いや、それにしたって別荘持ちの叔父がいるなんてびっくりだ。羨ましい。
「別荘でお泊まり……なんてのも良いかもしれないわね。ううん、間違いなく良いわ。うん、良い!」
ちらちらとこっちに視線を飛ばしながら大賛成の意を示した鮫島に続いて、佐々木や高木も大きく頷く。
「そんなとこに行けるチャンスなんて滅多にないだろうし、行くしかないだろ!」
「別荘かぁ……もしかしてプライベートビーチなんかも――」
「――それは普通にないぞ」
高木の過ぎた妄想は委員長に即否定されたが、それでも十分に魅力的だ。
「あるわけないでしょ、普通に。

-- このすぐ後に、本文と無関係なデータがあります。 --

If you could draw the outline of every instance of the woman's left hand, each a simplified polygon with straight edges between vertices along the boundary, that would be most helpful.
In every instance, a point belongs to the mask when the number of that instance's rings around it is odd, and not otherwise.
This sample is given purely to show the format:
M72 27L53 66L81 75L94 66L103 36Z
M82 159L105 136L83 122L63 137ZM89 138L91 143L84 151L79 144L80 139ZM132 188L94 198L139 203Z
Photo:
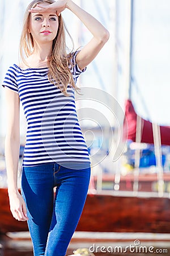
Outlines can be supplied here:
M63 11L66 5L67 0L58 0L55 3L48 5L37 4L34 8L29 10L29 13L43 13L56 11L58 16Z

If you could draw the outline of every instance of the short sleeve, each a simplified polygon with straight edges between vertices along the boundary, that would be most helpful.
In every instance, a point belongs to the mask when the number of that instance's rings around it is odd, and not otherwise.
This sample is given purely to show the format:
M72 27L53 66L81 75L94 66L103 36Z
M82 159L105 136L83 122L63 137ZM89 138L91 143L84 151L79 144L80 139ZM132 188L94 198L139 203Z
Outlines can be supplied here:
M76 51L76 52L74 52L72 53L72 57L71 59L71 72L72 73L72 75L73 76L73 77L75 79L75 81L76 81L77 79L79 76L79 75L86 71L86 67L84 68L83 70L81 70L80 68L79 67L78 64L76 62L76 56L78 55L78 53L80 52L80 51Z
M8 69L2 85L7 86L18 93L18 86L16 82L17 71L12 66Z

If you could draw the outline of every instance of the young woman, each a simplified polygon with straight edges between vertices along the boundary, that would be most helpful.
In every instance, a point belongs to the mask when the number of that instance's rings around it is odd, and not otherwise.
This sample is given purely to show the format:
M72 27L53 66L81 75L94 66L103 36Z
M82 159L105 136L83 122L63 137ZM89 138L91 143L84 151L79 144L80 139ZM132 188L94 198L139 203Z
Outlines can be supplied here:
M93 36L80 51L70 53L61 14L65 9ZM90 161L74 92L78 76L108 38L103 26L71 0L34 0L26 10L22 61L9 68L3 84L7 117L5 155L11 211L16 220L28 221L36 256L65 255L82 212ZM22 195L17 185L20 102L28 125Z

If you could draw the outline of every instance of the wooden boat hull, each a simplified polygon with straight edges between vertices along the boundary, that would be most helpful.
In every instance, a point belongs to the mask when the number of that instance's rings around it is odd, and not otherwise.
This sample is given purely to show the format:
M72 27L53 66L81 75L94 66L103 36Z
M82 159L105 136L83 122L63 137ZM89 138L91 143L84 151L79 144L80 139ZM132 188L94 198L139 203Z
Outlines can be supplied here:
M0 189L0 232L28 230L14 219L7 190ZM170 200L88 195L77 231L170 233Z

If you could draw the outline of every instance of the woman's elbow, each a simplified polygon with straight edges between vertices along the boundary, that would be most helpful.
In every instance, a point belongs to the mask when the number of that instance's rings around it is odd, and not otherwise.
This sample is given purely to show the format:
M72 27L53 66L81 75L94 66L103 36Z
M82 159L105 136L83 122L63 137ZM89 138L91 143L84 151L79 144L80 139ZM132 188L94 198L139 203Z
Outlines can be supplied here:
M109 39L110 34L109 31L105 29L105 31L102 35L102 37L100 39L100 42L104 44L105 44Z

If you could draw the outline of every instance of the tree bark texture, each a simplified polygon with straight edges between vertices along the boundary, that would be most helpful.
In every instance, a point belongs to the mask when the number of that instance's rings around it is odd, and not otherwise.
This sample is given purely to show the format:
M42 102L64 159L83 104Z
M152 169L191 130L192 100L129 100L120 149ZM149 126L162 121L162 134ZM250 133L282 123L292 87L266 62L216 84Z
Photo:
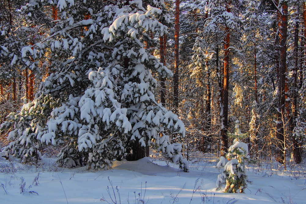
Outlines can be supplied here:
M277 113L277 123L276 125L276 160L279 163L285 163L285 87L286 83L286 72L287 66L287 46L288 26L288 7L287 3L284 2L282 5L282 13L280 15L279 24L279 36L280 44L279 67L278 70L278 109Z
M177 113L178 108L179 36L179 31L180 0L175 0L174 20L174 69L173 76L173 107Z
M228 3L226 11L230 13L230 9L228 6L231 3L230 1ZM227 138L227 131L228 128L228 102L229 102L229 82L230 70L230 30L227 26L225 28L225 34L224 38L224 57L223 58L224 67L223 69L223 81L222 84L222 95L221 98L222 104L221 110L221 155L224 156L227 152L228 147L228 139Z

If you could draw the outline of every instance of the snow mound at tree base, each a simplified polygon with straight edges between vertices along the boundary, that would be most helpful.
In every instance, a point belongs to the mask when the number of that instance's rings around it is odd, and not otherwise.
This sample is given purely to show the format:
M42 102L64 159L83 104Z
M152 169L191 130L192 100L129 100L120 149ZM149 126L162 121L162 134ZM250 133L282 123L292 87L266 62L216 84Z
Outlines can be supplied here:
M173 165L173 164L172 164ZM145 157L136 161L115 161L112 166L114 169L127 170L139 172L145 175L157 176L163 173L177 172L178 169L169 166L161 165L153 162L149 157ZM183 172L178 170L180 172Z

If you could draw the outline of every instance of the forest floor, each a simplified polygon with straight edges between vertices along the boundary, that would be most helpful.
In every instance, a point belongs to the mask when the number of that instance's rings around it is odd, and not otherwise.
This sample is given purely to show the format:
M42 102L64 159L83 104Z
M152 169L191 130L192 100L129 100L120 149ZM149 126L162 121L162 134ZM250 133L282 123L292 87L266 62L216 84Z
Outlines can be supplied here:
M305 164L283 166L262 161L247 168L244 194L216 190L221 170L213 154L196 153L185 172L159 158L115 161L112 170L91 172L85 167L57 167L43 157L39 166L0 158L2 203L305 203Z

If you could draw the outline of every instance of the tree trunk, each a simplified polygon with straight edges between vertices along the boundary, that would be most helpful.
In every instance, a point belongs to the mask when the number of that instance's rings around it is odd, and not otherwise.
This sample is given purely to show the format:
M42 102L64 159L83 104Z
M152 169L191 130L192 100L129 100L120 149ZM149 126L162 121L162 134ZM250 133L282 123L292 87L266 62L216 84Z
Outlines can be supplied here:
M174 111L178 113L179 31L180 0L175 0L175 17L174 20L174 70L173 76L173 106Z
M278 104L276 125L276 160L278 162L285 163L284 153L285 135L285 87L287 67L287 46L288 8L287 3L284 2L282 5L282 13L279 13L281 20L278 24L279 32L280 60L278 70Z
M160 62L165 65L165 47L166 45L164 44L164 38L166 37L166 35L159 37L159 54L160 55ZM160 77L160 102L164 107L166 107L166 100L165 91L166 90L166 79L163 76Z
M146 152L148 153L146 149L147 148L144 147L141 147L137 141L130 141L128 150L130 150L131 153L126 156L126 160L128 161L136 161L144 158L146 156ZM147 149L148 150L148 148Z
M26 68L24 70L24 79L25 79L25 98L27 99L27 102L29 99L28 84L29 79L28 73L28 68Z
M299 18L300 8L298 4L297 6L296 10L297 16L296 19L297 20L295 24L295 27L294 29L294 48L293 50L293 56L294 57L294 64L293 67L293 84L291 95L291 113L289 115L288 119L288 124L289 128L289 134L291 135L292 140L293 150L292 153L293 154L294 161L297 164L299 164L302 161L301 154L300 148L299 147L299 144L295 138L293 131L295 126L295 119L297 116L297 69L298 65L299 60Z
M228 3L230 4L230 2ZM230 13L230 9L227 6L226 11ZM228 121L229 83L230 69L230 28L225 28L226 35L224 38L224 57L223 59L224 67L223 69L223 84L222 86L221 98L222 104L221 110L221 155L224 156L227 152L228 139L227 138Z
M17 100L16 96L17 91L16 88L16 78L14 77L13 78L13 91L12 94L12 99L13 101L15 101Z
M30 101L33 101L34 99L34 85L35 85L35 81L34 80L34 74L33 74L33 72L32 70L29 71L29 75L28 83L28 99Z

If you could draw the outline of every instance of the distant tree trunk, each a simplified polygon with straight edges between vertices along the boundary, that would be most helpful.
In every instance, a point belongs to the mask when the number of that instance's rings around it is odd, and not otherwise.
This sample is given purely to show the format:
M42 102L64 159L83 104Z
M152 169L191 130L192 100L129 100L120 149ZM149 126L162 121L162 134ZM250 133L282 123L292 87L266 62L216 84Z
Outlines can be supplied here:
M52 6L52 18L53 20L56 20L58 19L57 12L57 7L55 6Z
M206 78L207 81L206 83L206 98L205 101L205 112L207 114L206 116L207 123L205 125L206 129L208 130L211 128L211 88L210 72L208 70L207 62L205 62L206 67Z
M297 20L294 28L294 42L293 50L293 56L294 57L294 64L293 66L293 84L291 102L291 113L289 115L288 123L289 128L289 134L291 135L292 139L293 151L294 161L297 164L299 164L302 161L301 154L300 148L295 138L293 131L295 126L295 119L297 116L297 71L299 60L299 19L300 8L298 4L297 6L296 12L297 13L296 19Z
M28 100L29 99L29 79L28 72L28 68L26 68L24 69L24 79L25 79L25 98L27 99L27 102L28 102Z
M305 39L306 39L306 3L304 2L303 3L303 21L304 23L304 39L303 40L302 40L302 43L303 45L304 46L304 49L303 49L303 52L304 54L304 55L303 57L304 57L306 58L306 42L305 42ZM301 63L301 65L302 65L302 63ZM304 65L306 66L306 60L305 59L304 60ZM303 65L301 65L301 68L303 67ZM299 84L299 89L300 89L302 88L302 86L303 85L303 72L302 71L302 69L301 69L301 71L300 72L300 77L299 77L299 81L300 83Z
M231 3L230 1L228 5ZM230 13L230 9L227 6L226 11ZM228 121L229 83L229 82L230 69L230 28L225 28L226 36L224 38L224 57L223 59L224 66L223 69L223 82L221 98L221 155L224 156L227 152L228 139L227 138L228 123Z
M165 65L165 50L166 45L165 44L164 38L166 37L166 35L159 37L159 53L160 55L160 62ZM166 105L166 96L165 91L166 90L166 78L163 76L160 77L160 102L162 106L165 107Z
M180 0L175 0L174 20L174 70L173 76L173 106L178 112L178 108L179 32L179 28Z
M206 4L208 5L208 1L206 1ZM207 11L205 13L205 18L207 19L208 17L208 12ZM206 54L208 53L207 52ZM205 102L205 113L207 115L207 124L205 126L207 129L210 128L211 126L211 87L210 71L208 68L208 60L206 60L205 62L205 69L206 71L207 81L206 86L206 100ZM210 138L209 139L210 140Z
M35 82L34 80L34 74L33 71L32 70L29 70L29 83L28 84L28 99L30 101L33 101L34 99L34 85L35 84Z
M282 5L282 12L280 15L279 24L280 43L279 68L278 70L278 104L277 113L277 123L276 125L276 137L277 140L276 146L276 160L281 164L285 163L285 140L284 125L285 120L285 87L287 67L287 46L288 26L288 7L287 3L283 2Z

まあ、私たちは全然行きたいけどさ、立花くんたちはどう? 今日も半ば無理やり誘っちゃったけど」
話を振られて、琴葉は俺を見る。ちょうど俺も同じように琴葉に目をやっていて、必然的に目と目が合った。
やだ、もしかして運命⁉
「私はゆーくんに合わせるよ」
「琴葉がそういうなら、行ってみたいかな。楽しそうだし」
「じゃあ、決まりだな」
それから話はとんとん拍子で進み、瑛太と咲も誘ってお盆が明けてから出掛けようという事に決まった。
琴葉との海に友達との泊まりがけ別荘旅行、お盆にはばあちゃんの家にも行くだろうし、花火大会だってある。
今年の夏休みは今までにないくらい忙しくなるような気がして、でもそれが少し嬉しかった。